Last week, some of our team got to visit our friends at Lancaster Farm Fresh Cooperative for a day of farm fun. Let me tell you, it was so cool. If you don’t know much about Lancaster, they’re a co-op of 100+ family farms in Southern Pennsylvania. The cooperative was founded as a way to support these small farms who were struggling to compete with Big Ag. Lancaster takes care of the marketing and ordering logistics so the farmers can focus on what’s most important: growing and raising amazing food.

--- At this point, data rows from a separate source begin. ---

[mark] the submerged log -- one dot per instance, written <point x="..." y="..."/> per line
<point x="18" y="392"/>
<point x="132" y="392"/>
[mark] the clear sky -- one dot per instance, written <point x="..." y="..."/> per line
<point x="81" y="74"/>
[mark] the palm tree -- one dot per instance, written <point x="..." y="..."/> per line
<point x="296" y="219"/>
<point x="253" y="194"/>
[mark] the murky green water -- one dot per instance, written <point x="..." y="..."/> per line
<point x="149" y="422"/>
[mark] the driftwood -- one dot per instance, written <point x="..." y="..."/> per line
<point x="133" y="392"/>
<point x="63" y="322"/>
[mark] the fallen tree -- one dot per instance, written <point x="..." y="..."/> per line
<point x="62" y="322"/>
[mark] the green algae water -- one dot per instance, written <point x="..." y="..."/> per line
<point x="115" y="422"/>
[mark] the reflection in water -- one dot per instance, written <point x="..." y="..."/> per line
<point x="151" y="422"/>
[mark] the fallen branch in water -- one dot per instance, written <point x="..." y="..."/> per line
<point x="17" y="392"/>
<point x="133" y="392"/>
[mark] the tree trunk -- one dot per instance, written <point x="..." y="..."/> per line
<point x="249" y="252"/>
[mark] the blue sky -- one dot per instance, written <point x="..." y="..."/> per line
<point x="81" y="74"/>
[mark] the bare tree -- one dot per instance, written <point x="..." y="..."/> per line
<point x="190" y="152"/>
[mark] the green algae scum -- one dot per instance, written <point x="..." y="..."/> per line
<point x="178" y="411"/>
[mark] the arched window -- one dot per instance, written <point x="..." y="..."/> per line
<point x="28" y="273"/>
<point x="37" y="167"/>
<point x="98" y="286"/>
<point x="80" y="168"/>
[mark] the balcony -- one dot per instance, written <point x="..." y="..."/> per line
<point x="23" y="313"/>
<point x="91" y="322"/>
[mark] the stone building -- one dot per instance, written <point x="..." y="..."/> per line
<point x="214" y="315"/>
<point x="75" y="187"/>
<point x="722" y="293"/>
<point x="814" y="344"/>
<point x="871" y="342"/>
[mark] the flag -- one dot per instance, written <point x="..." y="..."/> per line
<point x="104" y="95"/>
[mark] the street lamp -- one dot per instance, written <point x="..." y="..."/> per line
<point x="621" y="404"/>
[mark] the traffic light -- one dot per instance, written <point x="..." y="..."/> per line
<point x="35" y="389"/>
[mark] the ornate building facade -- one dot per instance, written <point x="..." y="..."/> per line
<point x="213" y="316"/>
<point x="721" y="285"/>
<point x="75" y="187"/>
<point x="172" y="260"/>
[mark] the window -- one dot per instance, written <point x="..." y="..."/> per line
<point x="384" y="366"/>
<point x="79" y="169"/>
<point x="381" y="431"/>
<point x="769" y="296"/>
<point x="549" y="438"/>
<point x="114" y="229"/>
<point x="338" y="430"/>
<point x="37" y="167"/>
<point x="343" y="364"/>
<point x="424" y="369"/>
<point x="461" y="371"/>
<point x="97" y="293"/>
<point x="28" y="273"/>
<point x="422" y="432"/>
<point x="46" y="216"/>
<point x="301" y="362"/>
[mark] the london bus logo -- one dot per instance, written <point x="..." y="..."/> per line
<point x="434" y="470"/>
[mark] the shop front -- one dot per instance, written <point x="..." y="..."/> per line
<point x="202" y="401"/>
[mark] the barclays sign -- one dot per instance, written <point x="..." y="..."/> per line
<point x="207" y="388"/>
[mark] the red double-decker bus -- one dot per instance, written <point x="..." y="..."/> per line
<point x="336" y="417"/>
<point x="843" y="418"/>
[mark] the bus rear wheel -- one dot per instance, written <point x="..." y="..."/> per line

We’ve been working closely with Lancaster for quite a while now, and we love their zeal for local, sustainable agriculture. Founder Casey and our rep, Jimmy, carted us around the town and introduced us to a few farmers whose food might end up in your box this week! We got to tour four Amish farms, all organic and simply bucolic. Each was run by a different family. We saw peppers, carrots, kohlrabi, bok choy, green and white cauliflower, you name it. We got to pick a couple of things to take home, and ate some right from the field! A Carmen pepper eaten fresh off the vine is truly something else. Plus, we got to see how truly pasture-raised our turkeys are. Don’t forget to reserve yours for Thanksgiving before they're all gone ;)
The co-op is strengthened by the close-knit nature of the whole community. Folks lean in where help is needed, within individual farms as well as across the whole group. They’re an amazing example of what a cooperative community looks like. For example, a farm in the co-op lost their organic certification when drift from a neighboring conventional corn farm landed in their field. While they worked to earn the certification back, another farm in the co-op allowed them to harvest their organic carrots so they could still make money that season. It takes a village!
I’ve visited Lancaster’s farms a few times now, and I am always really impressed with how the team is able to communicate so effectively with many different farmers. Especially considering that the Amish don’t use cell phones! (Or most other forms of electricity, for that matter.) Per their customs, work that might typically be done using electricity is accomplished using gas, wind, solar power, or with the help of animals like horses and mules! Being there firsthand and seeing how the reps and farmers communicate with one another really shows you how complicated the process is.
I hope you enjoyed this little glimpse into life on a Pennsylvania farm! We can’t wait for the next trip.